73, Cecil http://www.qsl.net/w5dxp

Last time when I tried to explain how the transistor radio works to my dog, she
wiggled her tail: "It can't be and it don't taste no good" :-)

Yuri da BUm

Good comments.

One of my professors made an astute observation that sums up your
conclusion. He said that science isn't set back so much by getting the
wrong results by using the right methods as it is by getting the right
results using the wrong methods. Amen to that.

Roy Lewallen, W7EL

David Robbins wrote:

yes, i still hold that they are different. they are from completely
different realms of electromagnetics. in the transmission line reflection
coefficient you are working with a distributed system that is modeled with
wave equations. there are delays, waves travel and reflections return after
a finite delay. in your example you have coerced the voltage and current
waves to be the same in the transmission line, but that is not the same as
modeling the line itself.

in the generator feeding a load you are looking at a lumped model. these
are normally not solved with wave equations, there are no delays or
reflections. the problem of calculating maximum power transfer from a
generator to a load of a given impedance is a simple problem solved with no
waves and only one pde used to find the max of the power to the load wrt the
generator impedance. it doesn't care what the load is, as long as it is a
linear time invariant impedance. now, you could create that impedance by
putting a load on the end of a transmission line and transforming it back
through the normal transmission line equations, but once you do that you
throw the line out and solve the simple equations in the lumped models.
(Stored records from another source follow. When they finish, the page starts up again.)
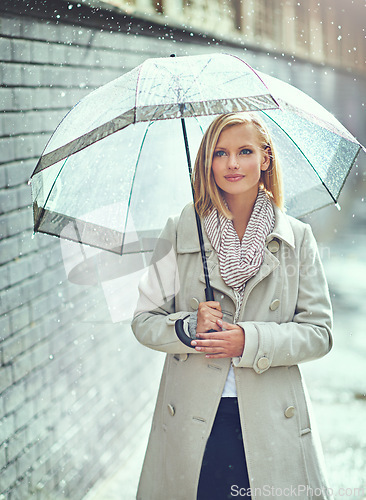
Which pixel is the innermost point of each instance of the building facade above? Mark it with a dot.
(76, 389)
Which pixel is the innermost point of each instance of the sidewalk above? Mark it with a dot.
(337, 386)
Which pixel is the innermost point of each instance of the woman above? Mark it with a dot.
(232, 416)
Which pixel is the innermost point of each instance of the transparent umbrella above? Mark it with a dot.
(116, 164)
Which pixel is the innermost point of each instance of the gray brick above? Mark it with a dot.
(24, 464)
(21, 50)
(14, 397)
(6, 99)
(5, 378)
(23, 415)
(7, 149)
(5, 49)
(3, 177)
(31, 75)
(11, 348)
(30, 28)
(3, 228)
(34, 384)
(9, 250)
(3, 459)
(25, 98)
(6, 428)
(57, 53)
(16, 444)
(19, 318)
(21, 366)
(10, 26)
(4, 326)
(24, 147)
(40, 52)
(7, 477)
(41, 354)
(21, 488)
(12, 74)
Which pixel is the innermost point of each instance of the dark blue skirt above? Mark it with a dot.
(224, 469)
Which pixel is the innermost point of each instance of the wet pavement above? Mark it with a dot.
(336, 383)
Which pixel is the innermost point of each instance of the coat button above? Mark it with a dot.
(273, 246)
(263, 363)
(171, 410)
(290, 412)
(194, 303)
(274, 305)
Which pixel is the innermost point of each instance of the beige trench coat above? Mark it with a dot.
(286, 315)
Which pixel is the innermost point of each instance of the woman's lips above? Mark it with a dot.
(234, 178)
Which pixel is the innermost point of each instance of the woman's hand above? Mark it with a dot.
(227, 343)
(207, 316)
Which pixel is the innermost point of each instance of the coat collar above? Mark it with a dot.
(187, 241)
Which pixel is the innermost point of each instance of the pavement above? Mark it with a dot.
(336, 383)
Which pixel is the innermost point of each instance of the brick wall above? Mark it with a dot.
(74, 387)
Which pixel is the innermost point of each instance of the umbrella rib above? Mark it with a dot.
(37, 224)
(304, 155)
(132, 184)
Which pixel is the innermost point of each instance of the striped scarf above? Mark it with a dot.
(239, 261)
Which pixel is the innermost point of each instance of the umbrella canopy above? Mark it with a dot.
(115, 168)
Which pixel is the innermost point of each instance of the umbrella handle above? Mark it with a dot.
(179, 330)
(181, 334)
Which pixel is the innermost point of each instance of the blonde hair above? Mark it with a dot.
(207, 194)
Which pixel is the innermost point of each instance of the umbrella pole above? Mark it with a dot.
(208, 290)
(179, 324)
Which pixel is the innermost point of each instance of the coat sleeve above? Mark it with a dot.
(308, 336)
(154, 319)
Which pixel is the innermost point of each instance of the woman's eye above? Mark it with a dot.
(219, 153)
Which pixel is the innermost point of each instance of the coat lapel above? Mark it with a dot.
(187, 242)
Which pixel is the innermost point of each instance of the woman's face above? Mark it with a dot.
(238, 161)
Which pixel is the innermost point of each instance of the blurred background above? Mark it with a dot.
(76, 389)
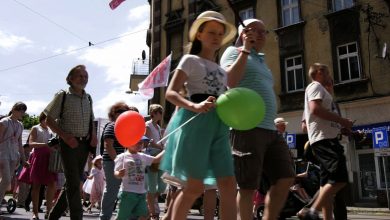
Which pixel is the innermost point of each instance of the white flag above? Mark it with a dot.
(157, 78)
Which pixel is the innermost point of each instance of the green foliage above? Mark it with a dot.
(29, 121)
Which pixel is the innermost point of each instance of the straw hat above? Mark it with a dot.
(280, 121)
(230, 30)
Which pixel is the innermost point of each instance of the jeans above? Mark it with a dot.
(73, 161)
(111, 190)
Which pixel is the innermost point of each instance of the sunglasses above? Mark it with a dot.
(120, 111)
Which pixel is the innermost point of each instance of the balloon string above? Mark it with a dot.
(166, 136)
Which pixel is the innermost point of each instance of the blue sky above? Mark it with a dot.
(31, 30)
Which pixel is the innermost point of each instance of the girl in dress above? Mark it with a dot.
(39, 172)
(199, 153)
(98, 181)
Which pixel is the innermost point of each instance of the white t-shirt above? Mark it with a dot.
(204, 76)
(135, 164)
(318, 128)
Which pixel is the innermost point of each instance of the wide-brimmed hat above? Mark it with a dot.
(247, 22)
(230, 30)
(280, 121)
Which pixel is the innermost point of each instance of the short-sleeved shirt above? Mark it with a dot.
(204, 76)
(76, 114)
(257, 77)
(135, 164)
(108, 133)
(318, 128)
(10, 142)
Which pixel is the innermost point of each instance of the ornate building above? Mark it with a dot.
(351, 36)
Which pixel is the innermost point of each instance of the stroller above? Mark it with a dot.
(294, 201)
(10, 204)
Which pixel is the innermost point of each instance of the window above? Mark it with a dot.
(290, 12)
(348, 62)
(294, 73)
(246, 13)
(342, 4)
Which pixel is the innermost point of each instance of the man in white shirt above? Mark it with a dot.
(323, 126)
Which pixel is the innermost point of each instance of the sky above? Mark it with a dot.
(41, 40)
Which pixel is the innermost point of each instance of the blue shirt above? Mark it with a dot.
(257, 77)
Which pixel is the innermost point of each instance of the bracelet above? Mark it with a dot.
(245, 51)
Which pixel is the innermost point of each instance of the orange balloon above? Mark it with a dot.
(129, 128)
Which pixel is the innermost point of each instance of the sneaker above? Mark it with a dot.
(310, 216)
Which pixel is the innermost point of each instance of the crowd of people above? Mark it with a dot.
(197, 159)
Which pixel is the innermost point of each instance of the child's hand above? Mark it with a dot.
(206, 105)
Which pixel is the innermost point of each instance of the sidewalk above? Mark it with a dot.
(365, 210)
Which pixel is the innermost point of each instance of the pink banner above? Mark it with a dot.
(157, 78)
(115, 3)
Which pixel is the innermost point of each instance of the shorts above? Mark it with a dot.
(330, 154)
(154, 183)
(260, 150)
(131, 205)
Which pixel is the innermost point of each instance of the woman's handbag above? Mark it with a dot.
(55, 163)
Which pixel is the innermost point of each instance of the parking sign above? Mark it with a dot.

these discussions always seem to end up in this same quagmire, one group
trying to solve everything with wave equations, sinusoidal steady states,
transmission line transformations, and the other holding on to the lumped
models and trying to make them fit the wrong problem domain. one thing i
did learn in ee classes was to use the right model for the job, choosing the
wrong one will give you wrong answers most of the time.... the real problem
is that sometimes you can get the right answer from the wrong model just
because the numbers work out... and when you have to show your work you lose
credit for using the wrong method but still getting the right numerical
answer. that is what i see here, someone has started with a simplified case
that just happens to work out to the same answer and has tried to generalize
it... -10 points for the wrong method!

Dave:

[snip]
these discussions always seem to end up in this same quagmire, one group
trying to solve everything with wave equations, sinusoidal steady states,
transmission line transformations, and the other holding on to the lumped
models and trying to make them fit the wrong problem domain. one thing i
did learn in ee classes was to use the right model for the job, choosing
the
wrong one will give you wrong answers most of the time.... the real
problem
is that sometimes you can get the right answer from the wrong model just
because the numbers work out... and when you have to show your work you
lose
credit for using the wrong method but still getting the right numerical
answer. that is what i see here, someone has started with a simplified
case
that just happens to work out to the same answer and has tried to
generalize
it... -10 points for the wrong method!
[snip]

Dave:

I disagree, I feel that for measurements and calculations involving the
impedance matching
dynamics at any reference plane in such systems the differences between
lumped and
distributed systems is trivial and unimportant.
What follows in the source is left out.